Still courtesy Kaur Alia Ahmed

Monday, May 20

I snagged a seat in the front row for a double feature of Gia Gonzalez and Kaur Alia Ahmed at the Poetry Project. Gia Gonzalez read a really good poem about a person named Gia Gonzalez. Ahmed read several poems. Beside them a projection looped, black lines on white, like orchids, like phosphenes, like cell anatomy diagrams, like Rollercoaster Tycoon, like cursive. Cursive Paradise, their book’s going to be called. Coiling and curling, drawing and undrawing—but never undoing, just one thing that became another and still always remained itself. Word as line as time. “I’m going to read the ‘Soup Poem,’” they declared, and lines unwound over laughter.

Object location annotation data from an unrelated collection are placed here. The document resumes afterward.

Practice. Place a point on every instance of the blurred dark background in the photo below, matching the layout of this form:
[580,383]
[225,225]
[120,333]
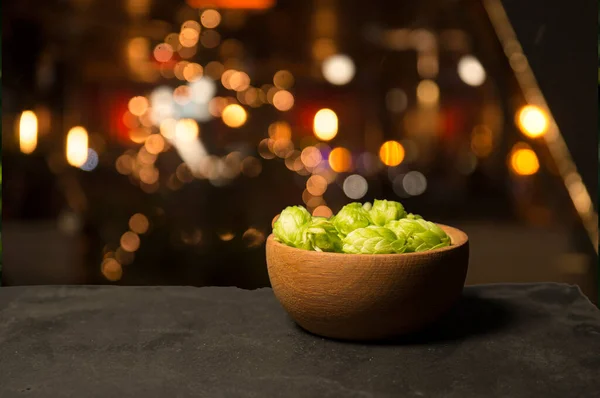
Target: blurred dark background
[153,141]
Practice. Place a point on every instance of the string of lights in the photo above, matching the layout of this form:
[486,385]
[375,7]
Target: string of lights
[552,137]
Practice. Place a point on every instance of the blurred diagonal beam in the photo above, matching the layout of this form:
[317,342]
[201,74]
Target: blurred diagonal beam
[553,139]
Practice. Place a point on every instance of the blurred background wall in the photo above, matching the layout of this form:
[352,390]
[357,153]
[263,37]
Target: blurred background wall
[153,141]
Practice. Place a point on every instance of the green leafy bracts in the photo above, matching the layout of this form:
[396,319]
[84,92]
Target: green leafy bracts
[320,235]
[420,235]
[288,227]
[382,228]
[373,240]
[384,211]
[351,217]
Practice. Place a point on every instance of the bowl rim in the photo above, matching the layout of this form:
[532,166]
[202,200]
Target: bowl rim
[454,233]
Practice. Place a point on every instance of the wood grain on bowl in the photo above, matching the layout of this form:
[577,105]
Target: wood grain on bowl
[367,296]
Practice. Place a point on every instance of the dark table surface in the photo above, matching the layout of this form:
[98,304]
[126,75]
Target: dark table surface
[534,340]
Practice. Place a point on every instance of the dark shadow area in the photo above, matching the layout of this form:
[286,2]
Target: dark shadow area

As we ate shawarma on Saint Mark’s, I asked Ahmed how they made the visuals in After Effects and they explained it to me. I forget what they said.

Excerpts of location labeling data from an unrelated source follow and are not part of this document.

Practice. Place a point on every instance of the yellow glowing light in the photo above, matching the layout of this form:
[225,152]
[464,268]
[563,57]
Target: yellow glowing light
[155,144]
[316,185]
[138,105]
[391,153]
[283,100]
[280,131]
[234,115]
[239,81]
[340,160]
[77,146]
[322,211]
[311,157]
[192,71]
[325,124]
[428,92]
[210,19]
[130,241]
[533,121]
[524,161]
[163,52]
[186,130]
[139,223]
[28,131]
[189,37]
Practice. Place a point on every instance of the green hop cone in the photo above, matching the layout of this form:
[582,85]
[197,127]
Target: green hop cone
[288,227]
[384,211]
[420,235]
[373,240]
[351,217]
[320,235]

Still from Q&A courtesy Mara Mckevitt

Saturday, May 25

For the first time in maybe a year and a half, I journeyed across the river to Dumbo to attend the opening of Funto Omojola’s exhibition this my whole hole whole hole this still little me me me. Omojola is also a poet, and the title derives from a poem, but the show doesn’t feature any words; “When you have two mediums working side by side, they have to do different work,” they explained in an interview with me, published earlier this month, of the decision not to include text in the exhibition or photos in their forthcoming book. “And I think the images were doing the same thing that the poems were. So it makes sense that the work can split off and be its own thing that’s still holding the essence of what I’m trying to say in the writing. But I think they can exist differently.” However, there were two poems on the press release: one written by their mother, Abimola, and father, Olabode.

As the sun set, I Citibiked over the Brooklyn Bridge to make it to Metrograph, on Ludlow Street, for an evening of three films organized by Whitney Mallett of The Whitney Review of New Writing.

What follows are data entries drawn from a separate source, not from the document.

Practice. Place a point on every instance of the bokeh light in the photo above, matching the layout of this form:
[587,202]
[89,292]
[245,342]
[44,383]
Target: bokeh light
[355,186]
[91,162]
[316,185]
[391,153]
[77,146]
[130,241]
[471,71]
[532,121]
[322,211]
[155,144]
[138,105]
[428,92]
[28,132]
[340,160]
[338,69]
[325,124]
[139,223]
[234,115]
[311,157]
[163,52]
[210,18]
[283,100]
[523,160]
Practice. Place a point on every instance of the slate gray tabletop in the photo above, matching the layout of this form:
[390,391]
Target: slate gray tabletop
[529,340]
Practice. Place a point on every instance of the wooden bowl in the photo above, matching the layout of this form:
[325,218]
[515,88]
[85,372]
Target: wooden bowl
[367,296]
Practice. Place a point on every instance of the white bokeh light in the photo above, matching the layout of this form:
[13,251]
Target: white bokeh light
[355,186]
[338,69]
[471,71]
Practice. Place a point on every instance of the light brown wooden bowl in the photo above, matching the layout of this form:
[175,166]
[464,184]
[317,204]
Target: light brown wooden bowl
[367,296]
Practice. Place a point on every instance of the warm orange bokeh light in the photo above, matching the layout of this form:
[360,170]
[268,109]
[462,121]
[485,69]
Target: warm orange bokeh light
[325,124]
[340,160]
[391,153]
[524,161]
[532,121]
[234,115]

Catherine, directed by Dean Fleischer Camp and starring Jenny Slate, was an amazing short I had never heard of—an unnerving office dramedy, with the aesthetics and vocal patterns of 1991 instructional video. It felt almost like an exercise in pulling apart plotting’s mechanics: the film’s tension expertly rose by its estranging the stiffest professional interactions familiar to anyone who’s ever worked. Miranda July’s The Amateurist was also funny. But the evening’s raison d’être was the New York premier of Val, a film by Mara Mckevitt—starring Mckevitt, Emily Allan (again!), and Alicia Novella Vasquez.

“What the fuck does a movie have to do with readings?” you may be asking. Good question! Mckevitt’s film was but one instantiation of a life-art project that includes extended performances as her own boss “Val” (played by Allan in Val but played Mckevitt in a wig or behind an email account IRL) as well as her book Making Of, which, maybe in the tradition of self-reflexive documentaries like Symbiopsychotaxiplasm: Take One or Burden of Dreams, documents the “making of” the film, but also, Mckevitt tells Mallett in Document, is the “control center” for the project while, recursively, the film’s script is the “urtext” for both.

If reading is seeing or sensing in time, if a book is a thing, if we write with “voice” and “image” and “line,” why should we expect poetics to end in language alone? Adaptations, control centers, duets, improvisations, performance art, movements, touches, drawings, dreams—texts in all cases find a way to be themselves by being beyond a singular form. How lucky we are to get to experience that together.